80 N.C. 157 | N.C. | 1879
(Smith, C. J., dissenting.)
(Kornegay v. Spicer,
In June, 1872, David Parker took another mortgage from Pool to secure a large indebtedness, including some small balance, as plaintiffs allege, remaining due on the debt secured by the first mortgage, and conveyed a large amount of property, real and personal, but only seven hundred and twenty acres of the tract conveyed in the first mortgage, leaving out the two hundred and twenty acres that had been sold to Banks. After the death of Banks, which occurred in 1873, David Parker, the mortgagee, advertised the sale of the whole nine hundred and forty acres, under both mortgages, and sold the same in mass, and no other property conveyed in the second mortgage besides the nine hundred and forty acre tract was sold at that time. And at this sale, Joseph, James and John Parker, sons of David Parker, became the last and highest bidders, who it is alleged by plaintiffs paid nothing for the land, and answer equivocally on that point. David Parker, the mortgagee, died before making a deed to his sons, and they, after his death, had a trustee appointed in his stead who executed to them a deed for the entire tract of nine hundred and forty acres. The three Parkers after receiving the deed contracted to convey the land to T. R. Askew and wife, and they have entered into a contract to convey to W. C. Lowery. There is no allegation that any money was paid by any of these parties for the land upon their contracts. They are all parties to this action and had full knowledge, as is alleged, of the plaintiffs' right, and it is not denied by them.
The Parkers have brought an action of ejectment against Mary Banks, the widow, and have obtained judgment against her and are about to turn her out of possession by a writ of *159 habere facias possessionem. Her children, the other plaintiffs, who are those really in interest, were not made parties to the action of ejectment, and are also about to be ejected from the premises.
At fall term, 1878, of said court an application on motion of plaintiffs was made to the judge then presiding at chambers for an injunction restraining the defendants who were plaintiffs in the said action of ejectment, from suing out and executing the writ of possession. The motion was refused and the plaintiffs appealed.

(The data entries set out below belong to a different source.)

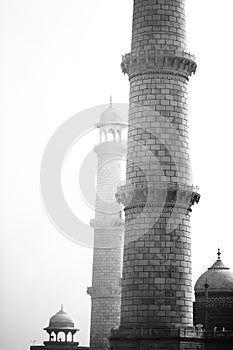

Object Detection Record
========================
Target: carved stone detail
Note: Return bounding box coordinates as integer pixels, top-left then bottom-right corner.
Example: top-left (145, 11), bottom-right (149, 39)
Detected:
top-left (87, 287), bottom-right (121, 299)
top-left (115, 183), bottom-right (200, 212)
top-left (121, 51), bottom-right (197, 79)
top-left (90, 217), bottom-right (125, 229)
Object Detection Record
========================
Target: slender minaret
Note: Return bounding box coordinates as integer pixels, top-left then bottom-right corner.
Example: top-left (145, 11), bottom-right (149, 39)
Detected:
top-left (110, 0), bottom-right (202, 350)
top-left (88, 101), bottom-right (126, 350)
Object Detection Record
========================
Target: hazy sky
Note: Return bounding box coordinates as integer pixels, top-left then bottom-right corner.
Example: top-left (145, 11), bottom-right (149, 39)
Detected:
top-left (0, 0), bottom-right (233, 350)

We are not informed upon what ground the restraining order was refused. If it was denied on the ground that the children of T. F. Banks who were not parties to the action of ejectment had no right to interpose in that suit and ask that the writ of possession should be restrained, we think it was error; for they are the equitable owners of the land, the very persons whose rights are to be most affected by the execution of the writ of possession. They have the right to interpose and ask the court for its aid in protecting them from a gross act of injustice. A person in the quiet possession of real estate as owner may obtain and injunction to restrain others from dispossessing him by means of process growing out of litigation to which he was not a party. High on Injunctions, § 259;
They have been unfairly dealt with in this transaction. *160 It is probable if the seven hundred and twenty acre tract had been sold by itself as it ought to have been, it would have brought enough to have disincumbered the two hundred and twenty acre tract. All the facts in this case seem to us to disclose a purpose on the part of David Parker and his sons to take advantage of the plaintiffs. He waits until after the death of T. F. Banks before he undertakes to sell the land, and then he sells in mass under both mortgages — a mode of sale that was calculated to prevent competition and stifle bidding. It was bid in by his sons who it is more than probable never paid anything for it, for though they say they accounted with David Parker for the amount of their bid, they state facts in that connection which are calculated to raise a doubt. They say David Parker was sick at the time of the sale and died soon after, and that was the reason why he did not make them a deed. If he was too ill to make a deed, he was hardly well enough to come to an account and settlement. We must believe, since the two hundred and twenty acre tract brought $2,000, that the remaining seven hundred and twenty acres would have sold for more than enough, with the $1,600 paid, to have satisfied the residue of the debt secured by the first mortgage, if the sale had been fairly conducted.
Mortgages with power of sale are regarded with great jealousy, and when there is any unfairness or any suggestion of oppression, the mortgagee will be enjoined until the balance due is ascertained, and all equities between the parties declared. Kornegay v. Spicer,
We are of opinion the injunction should have been granted until the hearing. There is error. Let this be certified to the end that the injunction may be granted and further proceedings had in conformity to this opinion.